Dicho para soltarle a alguien que va desesperantemente lento, que tarda la vida en hacer cualquier cosa y te saca de quicio. Es una comparación exagerada y muy de barra de bar, de esas que se dicen con sorna cuando el colega está empanado o se queda pensando en bucle. No es precisamente un piropo.

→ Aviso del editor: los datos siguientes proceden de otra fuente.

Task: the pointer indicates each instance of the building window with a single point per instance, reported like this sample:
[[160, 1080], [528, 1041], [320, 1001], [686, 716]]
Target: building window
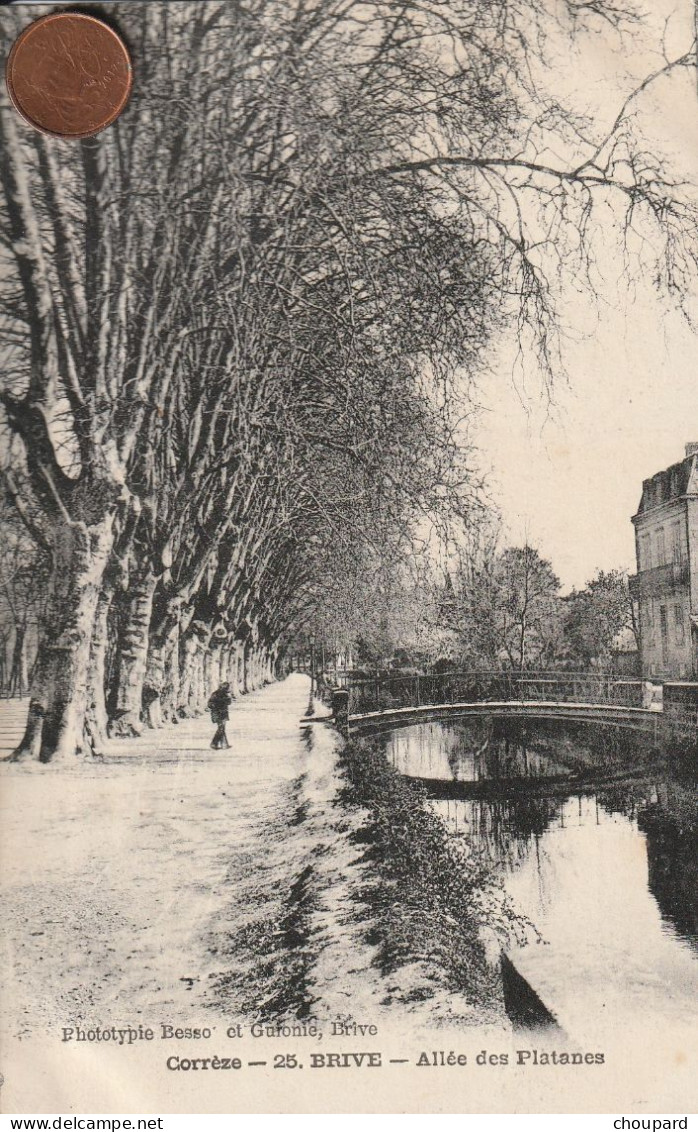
[[661, 547], [647, 624], [677, 543], [646, 552], [679, 625]]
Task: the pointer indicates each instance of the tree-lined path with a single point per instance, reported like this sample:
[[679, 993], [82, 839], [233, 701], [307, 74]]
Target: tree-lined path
[[222, 885]]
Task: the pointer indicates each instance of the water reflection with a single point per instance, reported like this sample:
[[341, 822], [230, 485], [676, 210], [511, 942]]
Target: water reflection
[[609, 876], [474, 752]]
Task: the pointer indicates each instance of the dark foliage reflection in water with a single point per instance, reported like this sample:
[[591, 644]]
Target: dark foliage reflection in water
[[609, 876]]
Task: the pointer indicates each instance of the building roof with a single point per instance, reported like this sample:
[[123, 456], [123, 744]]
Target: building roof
[[679, 480]]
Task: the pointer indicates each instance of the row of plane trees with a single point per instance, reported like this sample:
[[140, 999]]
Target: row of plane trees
[[241, 326]]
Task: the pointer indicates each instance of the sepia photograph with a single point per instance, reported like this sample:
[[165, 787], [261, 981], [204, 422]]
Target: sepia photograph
[[349, 557]]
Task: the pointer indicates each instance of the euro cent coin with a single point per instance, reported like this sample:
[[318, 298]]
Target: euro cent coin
[[69, 75]]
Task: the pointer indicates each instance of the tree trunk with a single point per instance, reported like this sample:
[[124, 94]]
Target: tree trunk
[[18, 670], [96, 717], [55, 725], [132, 659], [162, 683]]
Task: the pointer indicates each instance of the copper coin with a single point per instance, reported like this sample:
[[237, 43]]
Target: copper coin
[[69, 75]]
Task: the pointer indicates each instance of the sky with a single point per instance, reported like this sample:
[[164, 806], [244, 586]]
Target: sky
[[566, 471]]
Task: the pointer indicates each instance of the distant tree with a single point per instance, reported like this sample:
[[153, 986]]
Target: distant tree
[[595, 616], [527, 609]]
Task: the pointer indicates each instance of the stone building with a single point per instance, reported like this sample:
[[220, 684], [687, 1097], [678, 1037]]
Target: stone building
[[665, 588]]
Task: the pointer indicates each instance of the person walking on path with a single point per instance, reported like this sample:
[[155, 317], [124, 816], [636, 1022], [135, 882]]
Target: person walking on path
[[218, 708]]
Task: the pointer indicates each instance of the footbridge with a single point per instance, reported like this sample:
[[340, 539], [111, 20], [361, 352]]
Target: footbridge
[[391, 701]]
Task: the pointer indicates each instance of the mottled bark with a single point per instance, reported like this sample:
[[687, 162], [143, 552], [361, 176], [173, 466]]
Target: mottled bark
[[96, 715], [132, 658], [55, 725]]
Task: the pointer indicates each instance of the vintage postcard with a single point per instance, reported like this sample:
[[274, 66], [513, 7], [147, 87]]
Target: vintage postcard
[[349, 574]]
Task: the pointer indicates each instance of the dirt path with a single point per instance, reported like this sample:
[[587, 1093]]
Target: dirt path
[[171, 881], [114, 873]]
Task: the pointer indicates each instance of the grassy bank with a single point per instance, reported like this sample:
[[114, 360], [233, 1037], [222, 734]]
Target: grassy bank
[[428, 897]]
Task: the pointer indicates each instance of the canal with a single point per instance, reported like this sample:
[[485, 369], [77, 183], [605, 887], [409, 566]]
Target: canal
[[595, 845]]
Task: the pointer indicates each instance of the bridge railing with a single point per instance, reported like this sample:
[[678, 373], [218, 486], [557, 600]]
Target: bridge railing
[[391, 691]]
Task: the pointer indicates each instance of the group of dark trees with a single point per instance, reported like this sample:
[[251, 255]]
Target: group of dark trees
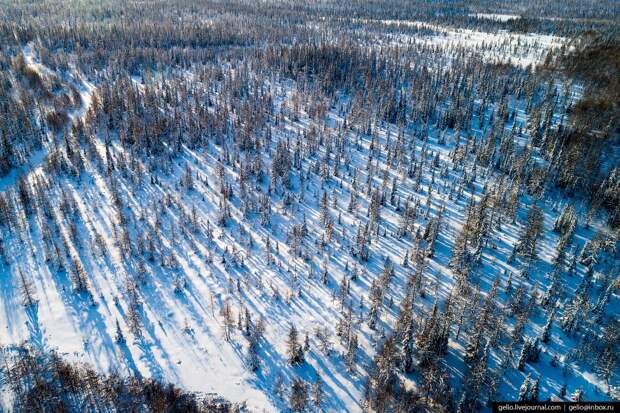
[[35, 381], [320, 151]]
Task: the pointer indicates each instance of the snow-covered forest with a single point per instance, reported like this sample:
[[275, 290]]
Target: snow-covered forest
[[386, 206]]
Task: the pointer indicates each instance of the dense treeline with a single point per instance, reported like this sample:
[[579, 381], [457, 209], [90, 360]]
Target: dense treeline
[[452, 206]]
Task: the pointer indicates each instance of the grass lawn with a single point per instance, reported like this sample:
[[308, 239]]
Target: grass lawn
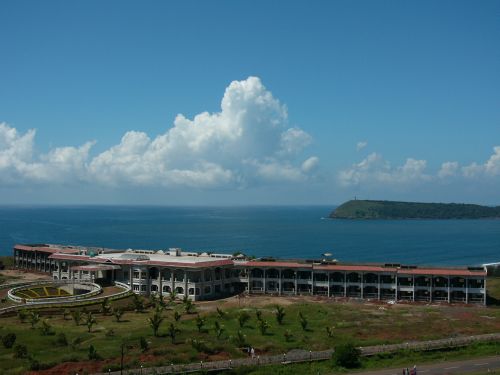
[[362, 323]]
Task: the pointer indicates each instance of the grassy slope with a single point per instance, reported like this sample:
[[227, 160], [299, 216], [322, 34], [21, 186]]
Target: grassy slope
[[365, 209], [363, 324]]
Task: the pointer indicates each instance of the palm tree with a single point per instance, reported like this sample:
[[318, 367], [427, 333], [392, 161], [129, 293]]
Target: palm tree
[[172, 331], [34, 318], [155, 322], [280, 314], [90, 321]]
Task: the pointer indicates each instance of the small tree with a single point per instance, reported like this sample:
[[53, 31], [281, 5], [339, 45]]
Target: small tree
[[221, 313], [46, 328], [34, 318], [92, 353], [280, 314], [8, 340], [263, 326], [22, 315], [20, 351], [90, 321], [329, 331], [143, 343], [105, 306], [219, 329], [177, 316], [77, 316], [258, 315], [243, 318], [155, 322], [172, 332], [118, 313], [303, 321], [347, 355], [61, 339], [240, 339], [138, 303], [66, 313], [200, 322]]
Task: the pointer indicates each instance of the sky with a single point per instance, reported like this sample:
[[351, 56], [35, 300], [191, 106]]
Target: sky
[[249, 103]]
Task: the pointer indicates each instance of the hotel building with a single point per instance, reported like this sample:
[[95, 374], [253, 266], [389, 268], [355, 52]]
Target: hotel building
[[211, 276]]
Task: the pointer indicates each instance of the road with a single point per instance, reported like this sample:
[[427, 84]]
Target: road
[[478, 365]]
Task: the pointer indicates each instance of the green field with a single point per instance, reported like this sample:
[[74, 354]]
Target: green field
[[363, 324]]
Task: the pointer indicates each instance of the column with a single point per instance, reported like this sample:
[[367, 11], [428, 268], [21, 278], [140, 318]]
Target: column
[[362, 285], [345, 284], [449, 290], [279, 281], [378, 286]]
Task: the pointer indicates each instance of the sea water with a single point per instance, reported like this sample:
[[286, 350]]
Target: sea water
[[281, 232]]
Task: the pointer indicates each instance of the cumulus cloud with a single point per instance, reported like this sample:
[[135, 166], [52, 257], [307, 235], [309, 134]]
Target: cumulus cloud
[[375, 170], [361, 145], [246, 142]]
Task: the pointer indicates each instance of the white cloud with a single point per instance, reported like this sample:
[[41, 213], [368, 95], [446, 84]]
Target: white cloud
[[247, 141], [374, 170], [361, 145]]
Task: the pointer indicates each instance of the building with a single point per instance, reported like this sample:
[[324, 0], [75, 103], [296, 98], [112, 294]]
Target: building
[[210, 276]]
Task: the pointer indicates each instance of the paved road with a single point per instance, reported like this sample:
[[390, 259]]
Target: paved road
[[449, 367]]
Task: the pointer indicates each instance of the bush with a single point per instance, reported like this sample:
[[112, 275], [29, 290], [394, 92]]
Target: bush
[[347, 355], [8, 340], [61, 339], [20, 351]]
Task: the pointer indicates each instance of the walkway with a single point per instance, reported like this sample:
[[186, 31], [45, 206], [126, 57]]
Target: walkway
[[450, 367]]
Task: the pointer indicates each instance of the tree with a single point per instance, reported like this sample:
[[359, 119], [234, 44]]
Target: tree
[[118, 313], [220, 313], [243, 318], [143, 343], [46, 328], [8, 340], [347, 355], [288, 335], [329, 331], [22, 315], [138, 303], [263, 326], [219, 329], [105, 306], [92, 353], [280, 314], [77, 316], [90, 321], [34, 318], [155, 322], [177, 316], [172, 332], [200, 322], [303, 321], [20, 351]]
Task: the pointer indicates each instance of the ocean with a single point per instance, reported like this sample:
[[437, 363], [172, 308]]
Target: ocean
[[282, 232]]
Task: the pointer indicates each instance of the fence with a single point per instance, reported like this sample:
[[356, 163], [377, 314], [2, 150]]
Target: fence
[[308, 356]]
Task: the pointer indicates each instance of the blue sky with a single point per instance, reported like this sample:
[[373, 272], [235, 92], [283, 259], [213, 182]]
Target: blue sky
[[389, 100]]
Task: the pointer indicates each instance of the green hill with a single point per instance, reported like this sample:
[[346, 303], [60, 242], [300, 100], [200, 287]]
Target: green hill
[[366, 209]]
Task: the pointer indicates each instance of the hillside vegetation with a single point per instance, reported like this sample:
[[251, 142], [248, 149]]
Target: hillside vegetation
[[367, 209]]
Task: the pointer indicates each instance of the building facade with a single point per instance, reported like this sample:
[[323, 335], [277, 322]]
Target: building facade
[[211, 276]]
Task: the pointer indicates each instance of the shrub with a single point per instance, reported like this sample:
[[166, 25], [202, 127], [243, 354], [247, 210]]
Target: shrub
[[20, 351], [8, 340], [61, 339], [92, 353], [347, 355], [143, 344], [280, 314]]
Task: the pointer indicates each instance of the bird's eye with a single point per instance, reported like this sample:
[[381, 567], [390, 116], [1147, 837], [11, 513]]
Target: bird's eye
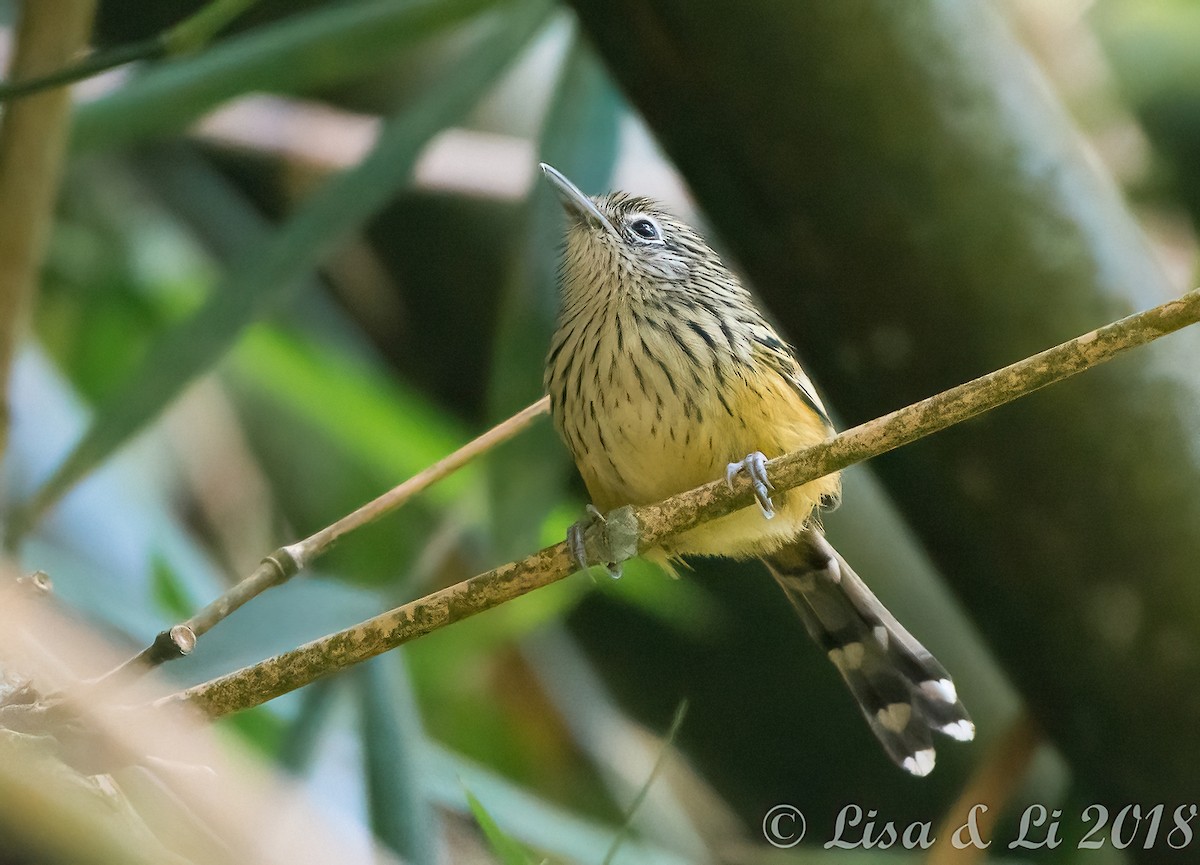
[[645, 228]]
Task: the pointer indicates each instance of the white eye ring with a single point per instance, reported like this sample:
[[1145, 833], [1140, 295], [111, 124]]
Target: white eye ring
[[645, 228]]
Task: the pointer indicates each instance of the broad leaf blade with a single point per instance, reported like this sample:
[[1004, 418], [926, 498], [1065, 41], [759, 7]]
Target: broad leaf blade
[[401, 815], [262, 281], [295, 55], [580, 138]]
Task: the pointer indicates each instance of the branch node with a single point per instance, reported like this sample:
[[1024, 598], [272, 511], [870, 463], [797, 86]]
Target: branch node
[[39, 583], [287, 560]]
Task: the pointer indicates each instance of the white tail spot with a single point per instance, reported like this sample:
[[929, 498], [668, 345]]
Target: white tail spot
[[895, 716], [941, 689], [963, 731], [921, 763]]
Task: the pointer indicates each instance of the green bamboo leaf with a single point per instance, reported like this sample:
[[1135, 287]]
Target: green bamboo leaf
[[505, 848], [401, 815], [627, 824], [297, 55], [169, 593], [580, 137], [267, 277], [300, 740]]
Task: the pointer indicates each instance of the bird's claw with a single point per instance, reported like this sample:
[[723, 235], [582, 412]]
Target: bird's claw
[[755, 466], [577, 548]]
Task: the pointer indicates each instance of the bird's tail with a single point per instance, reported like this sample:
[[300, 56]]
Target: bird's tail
[[901, 689]]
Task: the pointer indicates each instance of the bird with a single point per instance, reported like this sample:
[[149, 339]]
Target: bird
[[664, 374]]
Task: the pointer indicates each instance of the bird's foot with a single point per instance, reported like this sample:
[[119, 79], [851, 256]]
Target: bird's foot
[[576, 547], [755, 466]]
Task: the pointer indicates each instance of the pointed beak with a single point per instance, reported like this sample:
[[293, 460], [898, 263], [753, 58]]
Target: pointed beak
[[577, 205]]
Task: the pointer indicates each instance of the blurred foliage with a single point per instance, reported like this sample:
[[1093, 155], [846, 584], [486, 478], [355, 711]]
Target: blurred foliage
[[240, 340]]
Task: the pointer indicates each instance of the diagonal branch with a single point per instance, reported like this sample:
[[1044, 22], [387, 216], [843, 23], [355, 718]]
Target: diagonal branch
[[630, 530], [288, 560]]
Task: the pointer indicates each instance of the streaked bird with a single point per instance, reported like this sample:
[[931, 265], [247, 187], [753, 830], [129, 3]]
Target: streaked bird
[[663, 376]]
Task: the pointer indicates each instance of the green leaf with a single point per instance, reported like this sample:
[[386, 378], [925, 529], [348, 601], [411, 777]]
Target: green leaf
[[299, 742], [401, 815], [676, 724], [168, 592], [505, 848], [580, 137], [269, 276], [297, 55]]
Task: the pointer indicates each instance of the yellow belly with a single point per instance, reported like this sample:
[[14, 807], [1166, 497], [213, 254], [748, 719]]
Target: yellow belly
[[652, 449]]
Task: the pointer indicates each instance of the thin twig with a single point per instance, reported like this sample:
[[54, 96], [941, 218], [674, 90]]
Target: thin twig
[[31, 144], [993, 786], [630, 530], [286, 562]]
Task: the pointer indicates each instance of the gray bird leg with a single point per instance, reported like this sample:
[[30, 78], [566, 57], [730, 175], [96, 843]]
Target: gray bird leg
[[755, 466], [576, 547]]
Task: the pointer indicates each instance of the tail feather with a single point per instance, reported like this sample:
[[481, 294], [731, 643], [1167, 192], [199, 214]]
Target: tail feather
[[904, 692]]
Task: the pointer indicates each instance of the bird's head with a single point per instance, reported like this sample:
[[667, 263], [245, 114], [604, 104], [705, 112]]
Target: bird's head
[[628, 244]]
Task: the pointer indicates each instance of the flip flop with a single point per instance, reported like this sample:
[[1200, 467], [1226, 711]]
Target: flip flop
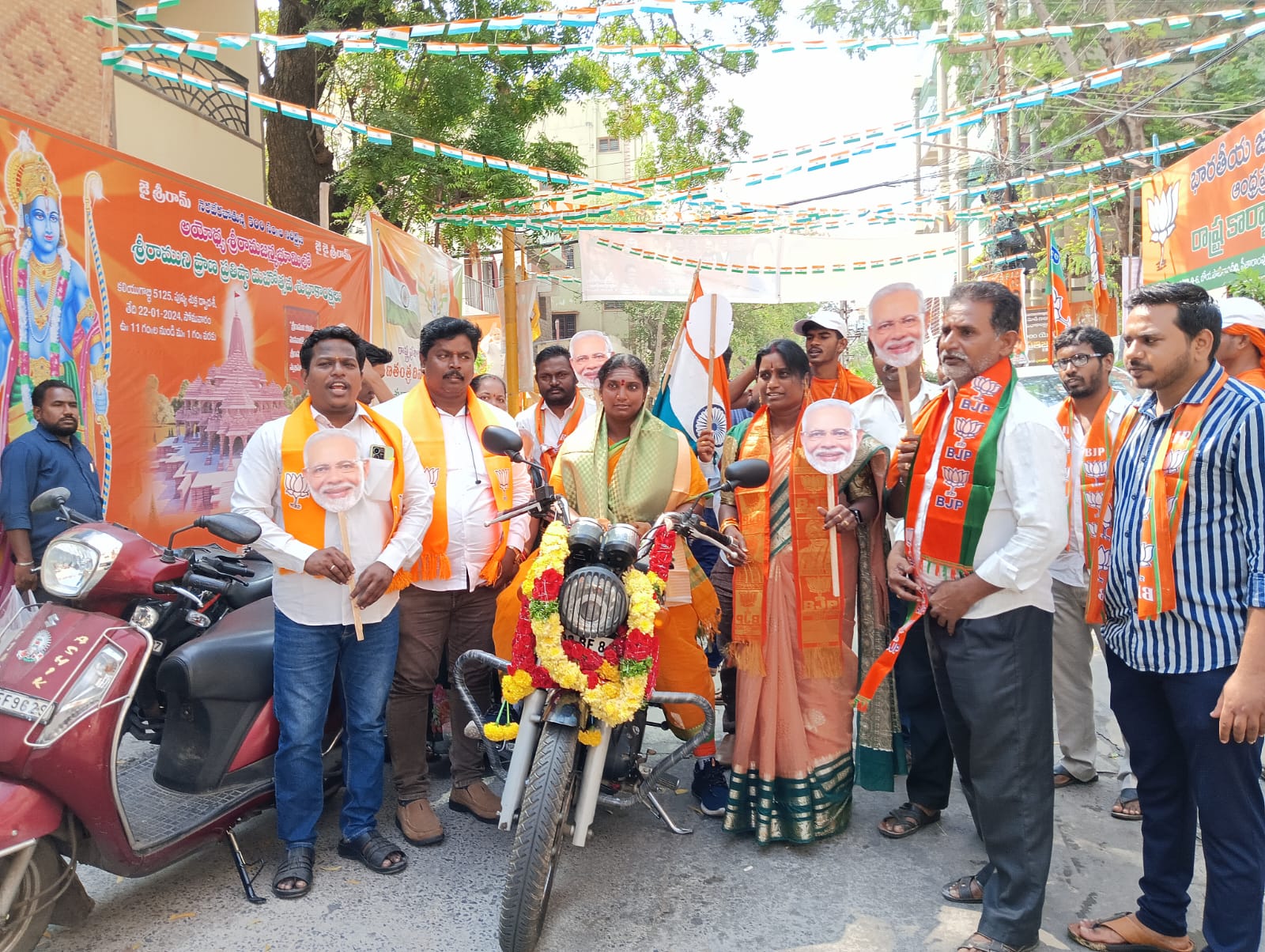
[[1138, 937], [1126, 796]]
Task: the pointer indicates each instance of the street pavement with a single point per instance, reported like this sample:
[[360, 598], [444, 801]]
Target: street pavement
[[636, 886]]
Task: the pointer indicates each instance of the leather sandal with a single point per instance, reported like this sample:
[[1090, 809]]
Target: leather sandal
[[1136, 935], [296, 865], [372, 850]]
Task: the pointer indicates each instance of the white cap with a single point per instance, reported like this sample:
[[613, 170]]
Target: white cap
[[828, 319], [1243, 311]]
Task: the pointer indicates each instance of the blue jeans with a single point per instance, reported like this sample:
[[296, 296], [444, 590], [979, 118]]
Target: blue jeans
[[1184, 774], [305, 659]]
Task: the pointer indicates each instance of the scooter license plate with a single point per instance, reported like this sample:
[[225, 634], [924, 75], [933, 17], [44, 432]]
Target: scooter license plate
[[23, 705]]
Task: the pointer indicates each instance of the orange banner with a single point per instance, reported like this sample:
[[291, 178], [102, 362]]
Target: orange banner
[[174, 309], [1203, 218], [413, 282]]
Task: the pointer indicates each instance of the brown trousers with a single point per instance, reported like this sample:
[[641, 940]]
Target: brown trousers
[[429, 621]]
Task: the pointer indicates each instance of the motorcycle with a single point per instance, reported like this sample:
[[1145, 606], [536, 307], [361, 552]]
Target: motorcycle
[[172, 647], [550, 776]]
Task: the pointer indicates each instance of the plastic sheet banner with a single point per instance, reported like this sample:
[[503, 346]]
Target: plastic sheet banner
[[795, 267], [1203, 218], [174, 309], [413, 284]]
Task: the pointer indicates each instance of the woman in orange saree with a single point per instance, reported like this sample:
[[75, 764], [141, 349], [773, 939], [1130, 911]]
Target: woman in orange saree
[[797, 674]]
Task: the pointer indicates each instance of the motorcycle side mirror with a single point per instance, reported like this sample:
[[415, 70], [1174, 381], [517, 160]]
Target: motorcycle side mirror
[[231, 527], [50, 501], [503, 440], [746, 474]]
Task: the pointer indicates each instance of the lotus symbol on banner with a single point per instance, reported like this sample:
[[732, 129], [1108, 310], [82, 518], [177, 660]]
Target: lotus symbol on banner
[[297, 489], [1161, 218], [1097, 470], [965, 429], [955, 479]]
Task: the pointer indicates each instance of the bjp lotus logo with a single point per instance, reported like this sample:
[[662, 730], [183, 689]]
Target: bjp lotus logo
[[297, 489], [955, 479], [965, 429], [1097, 469], [984, 387]]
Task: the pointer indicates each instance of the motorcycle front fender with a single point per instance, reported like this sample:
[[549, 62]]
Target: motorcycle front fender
[[29, 813]]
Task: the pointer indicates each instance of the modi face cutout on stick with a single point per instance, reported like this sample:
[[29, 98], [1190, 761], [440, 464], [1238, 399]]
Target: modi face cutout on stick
[[829, 436], [335, 475], [898, 327]]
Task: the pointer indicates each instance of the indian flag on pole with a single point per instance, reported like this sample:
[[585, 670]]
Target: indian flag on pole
[[685, 400], [1056, 295]]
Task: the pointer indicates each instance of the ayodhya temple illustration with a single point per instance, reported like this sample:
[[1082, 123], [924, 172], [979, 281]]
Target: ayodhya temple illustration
[[194, 467]]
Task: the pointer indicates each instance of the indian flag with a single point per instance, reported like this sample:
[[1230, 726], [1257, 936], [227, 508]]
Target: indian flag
[[683, 400]]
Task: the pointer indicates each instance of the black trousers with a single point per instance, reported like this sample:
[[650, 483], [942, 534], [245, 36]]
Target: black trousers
[[930, 776], [995, 682]]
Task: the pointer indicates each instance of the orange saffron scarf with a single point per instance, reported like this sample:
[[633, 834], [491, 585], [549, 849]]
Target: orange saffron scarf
[[1094, 469], [1165, 499], [549, 453], [820, 613], [421, 421], [303, 517]]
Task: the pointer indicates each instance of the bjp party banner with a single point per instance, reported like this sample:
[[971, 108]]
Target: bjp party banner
[[1203, 218], [413, 282], [172, 309]]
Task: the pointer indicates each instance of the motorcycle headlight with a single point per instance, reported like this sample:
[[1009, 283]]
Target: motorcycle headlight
[[76, 561], [85, 694], [592, 603]]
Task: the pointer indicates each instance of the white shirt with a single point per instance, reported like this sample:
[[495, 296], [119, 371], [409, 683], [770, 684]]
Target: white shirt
[[470, 499], [1069, 568], [882, 417], [304, 598], [527, 425], [1026, 526]]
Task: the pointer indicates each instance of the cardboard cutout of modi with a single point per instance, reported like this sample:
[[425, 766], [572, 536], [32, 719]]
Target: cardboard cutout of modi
[[335, 475], [829, 436]]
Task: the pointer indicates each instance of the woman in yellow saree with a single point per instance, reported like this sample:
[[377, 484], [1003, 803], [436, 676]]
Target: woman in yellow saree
[[797, 674]]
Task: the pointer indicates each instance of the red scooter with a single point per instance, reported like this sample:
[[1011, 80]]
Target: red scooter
[[136, 713]]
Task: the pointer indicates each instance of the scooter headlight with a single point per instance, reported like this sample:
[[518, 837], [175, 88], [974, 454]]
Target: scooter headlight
[[76, 561], [85, 694]]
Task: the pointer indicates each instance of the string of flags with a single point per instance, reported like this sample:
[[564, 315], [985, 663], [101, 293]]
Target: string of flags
[[361, 41]]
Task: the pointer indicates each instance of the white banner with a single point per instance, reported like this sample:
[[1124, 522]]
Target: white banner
[[617, 266]]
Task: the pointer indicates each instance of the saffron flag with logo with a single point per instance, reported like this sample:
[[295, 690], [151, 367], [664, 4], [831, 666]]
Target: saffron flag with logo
[[683, 400], [1105, 305], [1056, 294]]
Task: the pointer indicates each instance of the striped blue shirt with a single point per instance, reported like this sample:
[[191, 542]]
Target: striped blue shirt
[[1220, 558]]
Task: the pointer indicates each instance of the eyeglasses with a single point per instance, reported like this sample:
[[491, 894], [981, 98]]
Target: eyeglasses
[[1078, 360]]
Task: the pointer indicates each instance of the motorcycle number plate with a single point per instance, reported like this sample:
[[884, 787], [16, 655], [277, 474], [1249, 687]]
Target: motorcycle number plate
[[23, 705], [598, 644]]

Dicho para vacilar a alguien que va lentísimo, que se demora una vida en llegar o en hacer cualquier cosa. La gracia es imaginarte al burro, que ni cuesta abajo se apura, como si le diera igual el mundo. Se usa en plan choteo, sin tanta maldad, pero deja claro que vas a paso de tortuga.
Dicho para burlarte, con cariño o con mala leche, de alguien que es lentísimo o que no agarra la onda ni con instrucciones. La imagen es un burro bajando despacito, con miedo a resbalar, y tú desesperándote. Se usa cuando alguien tarda siglos en hacer algo sencillo o reacciona a destiempo.
Se usa para decir que alguien es lentísimo, que reacciona tarde o que hace todo a paso de tortuga. Es una comparación bien de campo, medio en chiste, porque un burro bajando no va precisamente a los pedos. Ojo, suele sonar a cargada, pero más de broma que de maldad.